Spesso si parla di disturbo ossessivo-coatto. La coazione riguarda oltre che i pensieri anche gli atti. Si tratta di atti parassiti come lo sono i pensieri. Il comportamento indesiderato ben presto diviene una sorta di rituale a cui il soggetto non riesce a sottrarsi. Questi compiti sono delle corvè pesantissime dovute non si sa a quale tirannico padrone. E' come essersi messi nelle mani dei peggiori strozzini: per quanto fai non riesci mai a pagare minimamente il tuo debito. I ripetuti lavaggi delle mani non riducono minimamente l'angoscia di poter essere sporchi o infettati dai microbi. Quando si va a letto il rituale potrebbe essere lungo e puntiglioso, qualcosa di molto più complesso del "grand coucher" del Re Sole. E non c'è verso di semplificare o di scegliere una scorciatoia: al minimo dubbio si è costretti a ricominciare daccapo.

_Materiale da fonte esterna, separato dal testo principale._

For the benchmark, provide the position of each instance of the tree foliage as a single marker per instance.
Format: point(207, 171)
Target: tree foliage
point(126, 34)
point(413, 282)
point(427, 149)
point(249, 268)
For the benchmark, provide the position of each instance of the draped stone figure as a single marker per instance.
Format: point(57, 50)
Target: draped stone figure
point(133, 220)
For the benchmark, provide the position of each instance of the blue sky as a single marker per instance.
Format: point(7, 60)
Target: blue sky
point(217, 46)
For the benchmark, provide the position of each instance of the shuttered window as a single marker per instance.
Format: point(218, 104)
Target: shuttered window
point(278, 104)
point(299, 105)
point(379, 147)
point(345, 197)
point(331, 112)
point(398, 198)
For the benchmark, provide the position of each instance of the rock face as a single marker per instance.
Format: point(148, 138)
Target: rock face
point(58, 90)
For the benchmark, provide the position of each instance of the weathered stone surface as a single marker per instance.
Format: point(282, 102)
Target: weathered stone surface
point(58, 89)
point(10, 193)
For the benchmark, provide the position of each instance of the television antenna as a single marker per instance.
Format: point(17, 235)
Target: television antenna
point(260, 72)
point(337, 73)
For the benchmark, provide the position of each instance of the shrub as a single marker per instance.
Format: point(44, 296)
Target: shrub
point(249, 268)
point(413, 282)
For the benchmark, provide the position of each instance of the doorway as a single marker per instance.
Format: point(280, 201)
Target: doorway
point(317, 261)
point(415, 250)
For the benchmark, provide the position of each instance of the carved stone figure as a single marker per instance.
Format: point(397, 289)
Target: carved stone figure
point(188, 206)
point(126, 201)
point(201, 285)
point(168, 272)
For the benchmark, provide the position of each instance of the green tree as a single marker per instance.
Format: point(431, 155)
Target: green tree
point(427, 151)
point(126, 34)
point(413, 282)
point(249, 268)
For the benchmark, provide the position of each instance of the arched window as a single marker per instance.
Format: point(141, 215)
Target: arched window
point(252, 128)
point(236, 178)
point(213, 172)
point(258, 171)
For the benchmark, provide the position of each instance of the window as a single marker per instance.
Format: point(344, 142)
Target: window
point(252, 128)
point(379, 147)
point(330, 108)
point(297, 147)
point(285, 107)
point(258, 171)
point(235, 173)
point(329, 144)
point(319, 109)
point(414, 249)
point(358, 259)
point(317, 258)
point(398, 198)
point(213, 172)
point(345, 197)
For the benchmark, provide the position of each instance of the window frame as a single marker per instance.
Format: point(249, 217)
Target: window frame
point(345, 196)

Chi ha visto il film su Howard Hughes può capire quale inesorabile meccanismo mentale può costringere un ricchissimo uomo di successo a isolarsi dal mondo e ad assoggettarsi ad elaborati rituali per tenere lontano le infezioni. Tante persone convivono con blande forme ossessive e con i relativi rituali. Tutte le azioni superstiziose e scaramantiche, socialmente così diffuse, attengono a meccanismi ossessivi ed è mio parere che tanta indulgenza e simpatia per tali comportamenti siano ingiustificati. La tirannia dei numeri, in certe menti, non va considerata normale. Fare un qualcosa tre volte (o multiplo di tre), mettere il piede sugli scalini dispari evitando quelli pari, vedere quante volte ricorre il numero sette e così via all'infinito, sembrano innocui pallini ma sono begli indizi che forse nella vita si sta procedendo col motore che perde i colpi. Il mio consiglio è quello di non aspettare che i pensieri e le coazioni ti abbiano già devastato la vita; bisogna rivolgersi allo specialista preparato anche quando la mente non è del tutto fluida e ci sono delle giravolte obbligate.
E' il caso di tante paure e propensioni circa la propria espressività sessuale. Chiedersi per esempio se il feticismo che accompagna le nostre fantasmazioni erotiche abbia qualche pesante connotazione ossessiva, potrebbe essere assai utile per il nostro equilibrio.